To the Congress of the United States:
One of the fundamental tenets of the American economy has been that if you work hard, you can do well enough to raise a family, own a home, send your kids to college, and put a little money away for retirement. That's the promise of America.
The defining issue of our time is how to keep that promise alive. We can either settle for a country where a shrinking number of people do very well while a growing number of Americans barely get by, or we can restore an economy where everyone gets a fair shot, everyone does their fair share, and everyone plays by the same set of rules.
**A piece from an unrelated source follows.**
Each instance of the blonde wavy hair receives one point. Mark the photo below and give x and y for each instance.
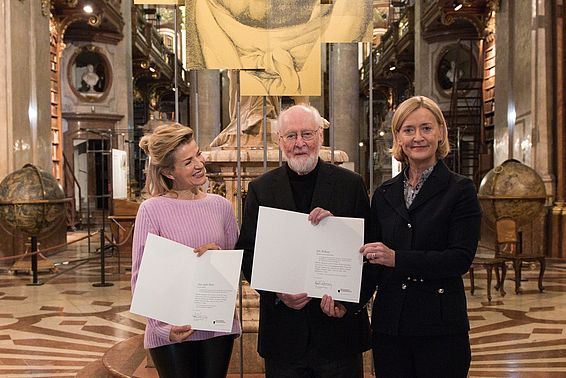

Long before the recession that began in December 2007, job growth was insufficient for our growing population. Manufacturing jobs were leaving our shores. Technology made businesses more efficient, but also made some jobs obsolete. The few at the top saw their incomes rise like never before, but most hardworking Americans struggled with costs that were growing, paychecks that were not, and personal debt that kept piling up.
In 2008, the house of cards collapsed. We learned that mortgages had been sold to people who could not afford them or did not understand them. Banks had made huge bets and doled out big bonuses with other people's money. Regulators had looked the other way, or did not have the authority to stop the bad behavior. It was wrong. It was irresponsible. And it plunged our economy into a crisis that put millions out of work, saddled us with more debt, and left innocent, hardworking Americans holding the bag.
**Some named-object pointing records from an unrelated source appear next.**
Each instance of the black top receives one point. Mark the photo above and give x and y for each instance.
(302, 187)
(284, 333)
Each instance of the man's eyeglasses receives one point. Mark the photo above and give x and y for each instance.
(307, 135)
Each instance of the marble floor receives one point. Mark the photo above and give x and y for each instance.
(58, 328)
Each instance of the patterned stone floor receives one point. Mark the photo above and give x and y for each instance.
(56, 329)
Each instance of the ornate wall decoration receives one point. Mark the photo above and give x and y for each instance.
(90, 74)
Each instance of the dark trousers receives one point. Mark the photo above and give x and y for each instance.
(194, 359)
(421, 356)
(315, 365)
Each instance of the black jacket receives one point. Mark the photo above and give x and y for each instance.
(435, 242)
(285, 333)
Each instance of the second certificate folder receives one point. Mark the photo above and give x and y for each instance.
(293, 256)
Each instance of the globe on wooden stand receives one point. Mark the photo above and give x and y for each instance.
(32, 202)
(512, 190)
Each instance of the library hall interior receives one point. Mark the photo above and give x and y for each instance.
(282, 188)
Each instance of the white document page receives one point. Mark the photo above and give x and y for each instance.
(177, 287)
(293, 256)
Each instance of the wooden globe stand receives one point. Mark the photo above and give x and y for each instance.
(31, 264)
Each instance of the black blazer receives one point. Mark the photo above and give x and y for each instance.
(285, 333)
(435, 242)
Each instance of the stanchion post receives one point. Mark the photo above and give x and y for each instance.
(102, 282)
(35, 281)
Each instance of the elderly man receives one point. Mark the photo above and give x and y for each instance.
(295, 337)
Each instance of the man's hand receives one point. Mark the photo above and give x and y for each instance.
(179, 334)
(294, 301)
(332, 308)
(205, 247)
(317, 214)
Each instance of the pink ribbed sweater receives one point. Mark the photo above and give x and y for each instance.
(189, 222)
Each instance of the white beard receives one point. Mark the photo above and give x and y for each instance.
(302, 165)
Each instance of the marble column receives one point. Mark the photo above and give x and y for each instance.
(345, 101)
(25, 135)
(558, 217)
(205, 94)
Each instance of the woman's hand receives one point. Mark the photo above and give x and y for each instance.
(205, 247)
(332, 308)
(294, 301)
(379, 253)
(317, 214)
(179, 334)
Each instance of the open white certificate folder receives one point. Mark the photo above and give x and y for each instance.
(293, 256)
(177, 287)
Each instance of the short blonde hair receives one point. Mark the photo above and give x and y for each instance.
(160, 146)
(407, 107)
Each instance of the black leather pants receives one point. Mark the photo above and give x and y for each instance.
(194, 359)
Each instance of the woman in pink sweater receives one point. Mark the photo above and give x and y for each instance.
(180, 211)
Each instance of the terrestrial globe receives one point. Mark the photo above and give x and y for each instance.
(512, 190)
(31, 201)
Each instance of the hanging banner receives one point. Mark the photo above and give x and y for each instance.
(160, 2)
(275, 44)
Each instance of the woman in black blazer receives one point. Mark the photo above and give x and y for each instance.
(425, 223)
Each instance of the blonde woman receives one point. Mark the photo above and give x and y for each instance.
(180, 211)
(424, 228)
In the year before I took office, we lost nearly 5 million private sector jobs. And we lost almost another 4 million before our policies were in full effect.
Those are the facts. But so are these: In the last 23 months, businesses have created 3.7 million jobs. Last year, they created the most jobs since 2005. American manufacturers are hiring again, creating jobs for the first time since the late 1990s. And we have put in place new rules to hold Wall Street accountable, so a crisis like this never happens again.
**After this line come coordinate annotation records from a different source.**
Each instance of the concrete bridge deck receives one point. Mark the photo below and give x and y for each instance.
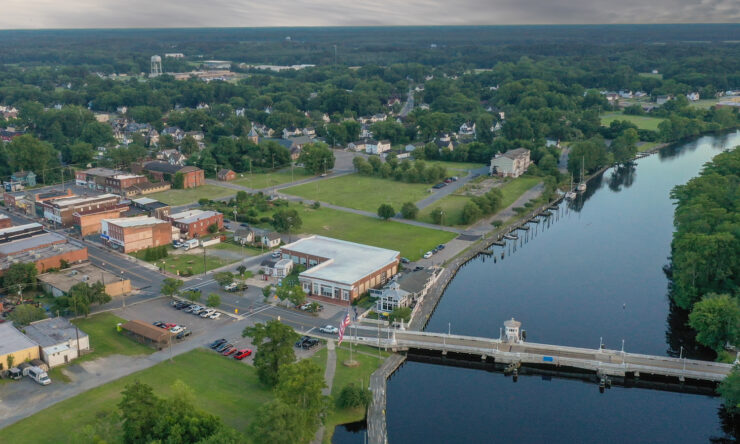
(605, 362)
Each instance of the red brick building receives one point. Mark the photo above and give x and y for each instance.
(61, 211)
(195, 223)
(192, 176)
(89, 222)
(131, 234)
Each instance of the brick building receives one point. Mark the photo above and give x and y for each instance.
(108, 180)
(192, 176)
(61, 211)
(31, 243)
(135, 233)
(89, 222)
(195, 223)
(339, 271)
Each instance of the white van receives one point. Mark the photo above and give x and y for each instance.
(39, 376)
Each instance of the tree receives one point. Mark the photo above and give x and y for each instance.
(277, 423)
(317, 158)
(716, 319)
(293, 293)
(409, 210)
(385, 211)
(286, 220)
(224, 277)
(24, 314)
(178, 181)
(301, 385)
(171, 286)
(353, 396)
(213, 300)
(729, 389)
(274, 342)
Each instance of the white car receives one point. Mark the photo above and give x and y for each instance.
(329, 329)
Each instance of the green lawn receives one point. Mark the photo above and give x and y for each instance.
(464, 166)
(105, 339)
(411, 241)
(194, 262)
(224, 387)
(361, 192)
(191, 195)
(266, 180)
(452, 205)
(642, 122)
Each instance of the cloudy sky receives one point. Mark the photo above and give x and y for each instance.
(34, 14)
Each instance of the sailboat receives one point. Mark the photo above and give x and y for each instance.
(582, 186)
(570, 195)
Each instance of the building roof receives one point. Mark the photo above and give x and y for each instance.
(148, 331)
(12, 340)
(53, 331)
(65, 279)
(137, 221)
(28, 243)
(188, 217)
(347, 262)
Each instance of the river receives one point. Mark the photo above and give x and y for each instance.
(593, 273)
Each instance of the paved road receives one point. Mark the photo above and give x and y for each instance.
(451, 188)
Some, however, still advocate going back to the same economic policies that stacked the deck against middle-class Americans for way too many years. And their philosophy is simple: We are better off when everybody is left to fend for themselves and play by their own rules.
That philosophy is wrong. The more Americans who succeed, the more America succeeds. These are not Democratic values or Republican values. They are American values. And we have to reclaim them.
This is a make-or-break moment for the middle class, and for all those who are working to get into the middle class. It is a moment when we can go back to the ways of the past—to growing deficits, stagnant incomes and job growth, declining opportunity, and rising inequality—or we can make a break from the past. We can build an economy by restoring our greatest strengths: American manufacturing, American energy, skills for American workers, and a renewal of American values—an economy built to last.
When it comes to the deficit, we have already agreed to more than $2 trillion in cuts and savings. But we need to do more, and that means making choices. Right now, we are poised to spend nearly $1 trillion more on what was supposed to be a temporary tax break for the wealthiest 2 percent of Americans. Right now, because of loopholes and shelters in the tax code, a quarter of all millionaires pay lower tax rates than millions of middle-class households. I believe that tax reform should follow the Buffett Rule. If you make more than $1 million a year, you should not pay less than 30 percent in taxes. In fact, if you are earning a million dollars a year, you should not get special tax subsidies or deductions. On the other hand, if you make under $250,000 a year, like 98 percent of American families do, your taxes should not go up.
Americans know that this generation's success is only possible because past generations felt a responsibility to each other, and to the future of their country. Now it is our turn. Now it falls to us to live up to that same sense of shared responsibility.
This year's Economic Report of the President, prepared by the Council of Economic Advisers, describes the emergency rescue measures taken to end the recession and support the ongoing recovery, and lays out a blueprint for an economy built to last. It explains how we are restoring our strengths as a Nation—our innovative economy, our strong manufacturing base, and our workers—by investing in the technologies of the future, in companies that create jobs here in America, and in education and training programs that will prepare our workers for the jobs of tomorrow. We must ensure that these investments benefit everyone and increase opportunity for all Americans or we risk threatening one of the features that defines us as a Nation—that America is a country in which anyone can do well, regardless of how they start out.
No one built this country on their own. This Nation is great because we built it together. If we remember that truth today, join together in common purpose, and maintain our common resolve, then I am as confident as ever that our economic future is hopeful and strong.